Mon, 21 Apr 2003 04:04:24 GMT  
 [Fwd: Case statements, decision trees, and good OO design]
re:  'I would suggest that it does not, in general, address all the
issues or cases for software development across the entire spectrum.'

Of course it doesn't.

I worked in an engineering environment writing software for an
intelligent gripper (for a robot) that had to process real time data.
The project manager made most of the decisions about what language to
use (which was Pascal), environment, etc.  After the system was
implemented, it was found to be too slow.  The PM had us go thru the
code and short circuit loops by doing a break as soon as possible, use
case statements, etc.  The code improved by only a few milliseconds.

What I am saying is, I find it to believe that an ST switch statement
makes the difference between an acceptable software solution and an
unacceptable one.  However, good OO practice is sacrificed by using
them, IMHO.

--tc

Sent via Deja.com http://www.deja.com/
Before you buy.



Mon, 21 Apr 2003 05:14:00 GMT  
 [Fwd: Case statements, decision trees, and good OO design]
Simple fact is that every version of Smalltalk is littered with the
equivalent of case statements.  All you need to do is look for a nested if
statement and you have a pretty good chance of replacing it with a case
statement and making more readable and probably faster.

Chris Lopeman
Object Link Inc.

Quote:

> re:  'I would suggest that it does not, in general, address all the
> issues or cases for software development across the entire spectrum.'

> Of course it doesn't.

> I worked in an engineering environment writing software for an
> intelligent gripper (for a robot) that had to process real time data.
> The project manager made most of the decisions about what language to
> use (which was Pascal), environment, etc.  After the system was
> implemented, it was found to be too slow.  The PM had us go thru the
> code and short circuit loops by doing a break as soon as possible, use
> case statements, etc.  The code improved by only a few milliseconds.

> What I am saying is, I find it to believe that an ST switch statement
> makes the difference between an acceptable software solution and an
> unacceptable one.  However, good OO practice is sacrificed by using
> them, IMHO.

> --tc

> Sent via Deja.com http://www.deja.com/
> Before you buy.



Mon, 21 Apr 2003 05:40:43 GMT  
 [Fwd: Case statements, decision trees, and good OO design]

Quote:
> Simple fact is that every version of Smalltalk is littered with the
> equivalent of case statements.  All you need to do is look for a nested if
> statement and you have a pretty good chance of replacing it with a case
> statement and making more readable and probably faster.

Right.

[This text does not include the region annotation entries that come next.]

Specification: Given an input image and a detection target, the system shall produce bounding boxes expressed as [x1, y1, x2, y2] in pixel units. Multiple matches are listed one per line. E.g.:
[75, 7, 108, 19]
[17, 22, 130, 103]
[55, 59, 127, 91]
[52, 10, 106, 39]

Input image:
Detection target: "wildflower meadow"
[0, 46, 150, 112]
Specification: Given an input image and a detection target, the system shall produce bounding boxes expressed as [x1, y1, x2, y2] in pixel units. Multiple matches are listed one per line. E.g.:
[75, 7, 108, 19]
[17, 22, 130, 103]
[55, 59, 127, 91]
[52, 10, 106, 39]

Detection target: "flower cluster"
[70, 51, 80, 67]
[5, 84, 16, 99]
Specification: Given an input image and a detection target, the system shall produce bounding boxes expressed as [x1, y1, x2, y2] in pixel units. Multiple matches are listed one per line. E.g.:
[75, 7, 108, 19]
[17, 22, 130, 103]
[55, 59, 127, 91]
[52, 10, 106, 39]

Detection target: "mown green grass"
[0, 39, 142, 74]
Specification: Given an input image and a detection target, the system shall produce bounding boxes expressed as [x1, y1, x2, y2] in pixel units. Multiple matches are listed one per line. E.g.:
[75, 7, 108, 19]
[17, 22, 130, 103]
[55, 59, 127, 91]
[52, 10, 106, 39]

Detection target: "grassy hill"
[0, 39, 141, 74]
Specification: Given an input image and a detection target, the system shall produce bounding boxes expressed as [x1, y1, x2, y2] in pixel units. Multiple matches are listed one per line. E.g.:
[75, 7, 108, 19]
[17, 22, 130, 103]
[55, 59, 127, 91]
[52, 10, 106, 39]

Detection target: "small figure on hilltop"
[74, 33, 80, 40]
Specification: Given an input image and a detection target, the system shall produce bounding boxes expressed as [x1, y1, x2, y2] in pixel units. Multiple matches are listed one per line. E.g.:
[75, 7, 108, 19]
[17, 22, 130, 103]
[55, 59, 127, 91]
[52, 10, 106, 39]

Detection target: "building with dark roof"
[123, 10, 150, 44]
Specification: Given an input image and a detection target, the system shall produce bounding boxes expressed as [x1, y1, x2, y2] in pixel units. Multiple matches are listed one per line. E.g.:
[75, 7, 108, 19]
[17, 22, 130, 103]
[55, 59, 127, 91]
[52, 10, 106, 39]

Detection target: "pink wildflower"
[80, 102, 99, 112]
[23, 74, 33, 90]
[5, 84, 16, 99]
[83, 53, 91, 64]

Or. . .
I have a parent object aggregating a collection of children stored
by keys, i.e., using a Dictionary. Very common pattern, is it not :-?
Now I need to send a message to one of the children based on
matching a key.
So, its match the key, find the value and send a message to it.
Uh, that's a case statement.


Mon, 21 Apr 2003 08:38:18 GMT  
 [Fwd: Case statements, decision trees, and good OO design]

No matter how bad it is, people  make their own case/if elseif
classes.  But the bigger problem is that there is no standardized
class that we all can adhere to. And thats the shame of it.  

Costas Menico

Quote:



>> Simple fact is that every version of Smalltalk is littered with the
>> equivalent of case statements.  All you need to do is look for a nested if
>> statement and you have a pretty good chance of replacing it with a case
>> statement and making more readable and probably faster.

>Right. Or. . .
>I have a parent object aggregating a collection of children stored
>by keys, i.e., using a Dictionary. Very common pattern, is it not :-?
>Now I need to send a message to one of the children based on
>matching a key.
>So, its match the key, find the value and send a message to it.
>Uh, that's a case statement.



Mon, 21 Apr 2003 10:30:38 GMT  
 [Fwd: Case statements, decision trees, and good OO design]
What your saying is there is bad code in any language.  I don't
disagree with you.

--tc



Quote:
> Simple fact is that every version of Smalltalk is littered with the
> equivalent of case statements.  All you need to do is look for a
nested if
> statement and you have a pretty good chance of replacing it with a
case
> statement and making more readable and probably faster.

> Chris Lopeman
> Object Link Inc.


> > re:  'I would suggest that it does not, in general, address all the
> > issues or cases for software development across the entire
spectrum.'

> > Of course it doesn't.

> > I worked in an engineering environment writing software for an
> > intelligent gripper (for a robot) that had to process real time
data.
> > The project manager made most of the decisions about what language
to
> > use (which was Pascal), environment, etc.  After the system was
> > implemented, it was found to be too slow.  The PM had us go thru the
> > code and short circuit loops by doing a break as soon as possible,
use
> > case statements, etc.  The code improved by only a few milliseconds.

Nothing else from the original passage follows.